Small Business Jobs Statement from NFIB’s Chief Economist:
Small Business Hiring Remains Solid in February
NFIB Jobs Report shows steady job creation in small business sector
NFIB’s chief economist William C. Dunkelberg, issued the following comments on NFIB’s February 2015 Jobs Report:
“The percent of owners reporting an increase in employment fell 1 percentage points to a net 4 percent of owners, a solid number. The percent of owners cutting jobs rose 3 points to 11 percent while the percent increasing employment gained 2 points to 15 percent. This suggests that initial claims for unemployment might run a bit higher but the jobs numbers will also improve. Overall, the average increase in workers per firm was 0.16 workers per firm, unchanged from January’s solid reading. Those increasing employment added an average of 3.4 workers while those reducing their workforce cut an average of 2.9 positions. Fifty-three percent reported hiring or trying to hire (up 5 points), but 47 percent reported few or no qualified applicants for the positions they were trying to fill. Twelve percent reported using temporary workers, down 2 points.
“Twenty-nine percent of all owners reported job openings they could not fill in the current period, up 3 points and the highest reading since March 2006. This strong of a reading anticipates a further reduction in the unemployment rate. A net 12 percent are planning to create new jobs, down 2 points but a solid reading.
“The net percent of owners planning to create new jobs (hire more than the let go) gave up 1 point from December’s excellent reading, providing evidence that the December number was not a fluke. A net 14 percent planning to create new jobs is a strong reading. Not seasonally adjusted, 20 percent plan to increase employment at their firm (up 2 points), and 5 percent plan reductions (down 3 points). With weaker top line sales for large firms (due to the strong dollar and lower exports), employment gains may be shifting to the small business sector.

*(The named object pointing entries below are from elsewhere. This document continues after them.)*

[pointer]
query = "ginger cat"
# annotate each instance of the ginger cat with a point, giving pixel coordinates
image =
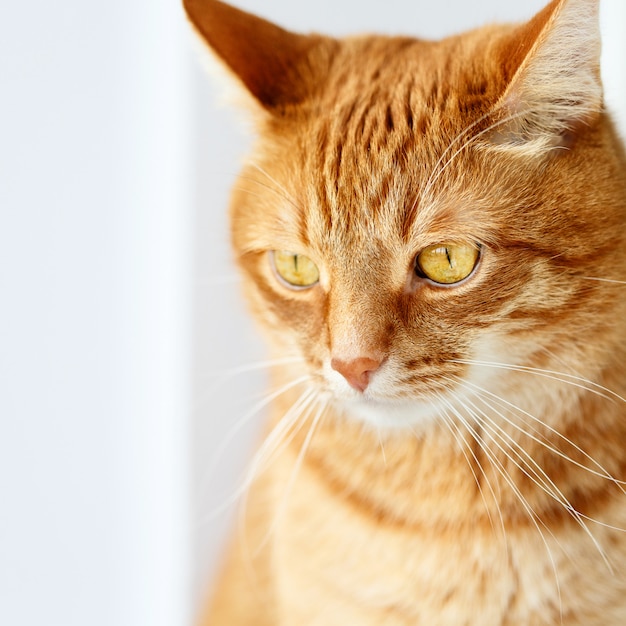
(432, 236)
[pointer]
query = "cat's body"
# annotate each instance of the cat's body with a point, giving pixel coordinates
(448, 448)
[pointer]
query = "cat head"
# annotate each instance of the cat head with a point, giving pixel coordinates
(414, 210)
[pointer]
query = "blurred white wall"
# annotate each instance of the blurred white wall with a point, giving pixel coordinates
(118, 303)
(95, 310)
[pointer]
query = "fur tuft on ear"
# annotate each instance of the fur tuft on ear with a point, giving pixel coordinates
(272, 64)
(555, 89)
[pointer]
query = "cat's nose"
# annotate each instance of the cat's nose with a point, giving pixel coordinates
(356, 371)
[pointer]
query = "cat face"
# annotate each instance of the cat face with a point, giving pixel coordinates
(415, 210)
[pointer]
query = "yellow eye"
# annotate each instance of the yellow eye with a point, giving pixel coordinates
(295, 269)
(447, 263)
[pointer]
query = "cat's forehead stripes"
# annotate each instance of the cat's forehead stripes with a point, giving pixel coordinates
(377, 131)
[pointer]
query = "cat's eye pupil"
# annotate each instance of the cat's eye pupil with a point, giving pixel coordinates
(294, 270)
(447, 264)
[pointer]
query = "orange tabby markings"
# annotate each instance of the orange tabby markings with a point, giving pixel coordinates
(448, 439)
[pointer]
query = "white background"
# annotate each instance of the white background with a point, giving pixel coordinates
(118, 304)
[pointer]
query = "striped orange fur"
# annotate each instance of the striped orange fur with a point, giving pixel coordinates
(440, 453)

“GDP growth in 2014 Q4 was revised down to 2.2 percent from the initial estimate of 2.6 percent. This is a substantial slowdown from the mid-2014 pace. Consumer spending was still fairly solid in Q4 but has shown little strength so far this year. Even so, the labor market indicators are showing very solid strength. The job openings figure is one of the highest in 40 years and this suggests that labor markets are tightening and that there will be more pressure on compensation in the coming months. The monthly job report has been significantly revised each month recently and the revisions have been positive. But winter east of the Mississippi has not been conducive to growth and increased employment. All this considered, the NFIB data anticiipate a solid number but short of the 300,000 average of the past few months.”
Results of the full survey will be released on Tuesday, March 10, 2015.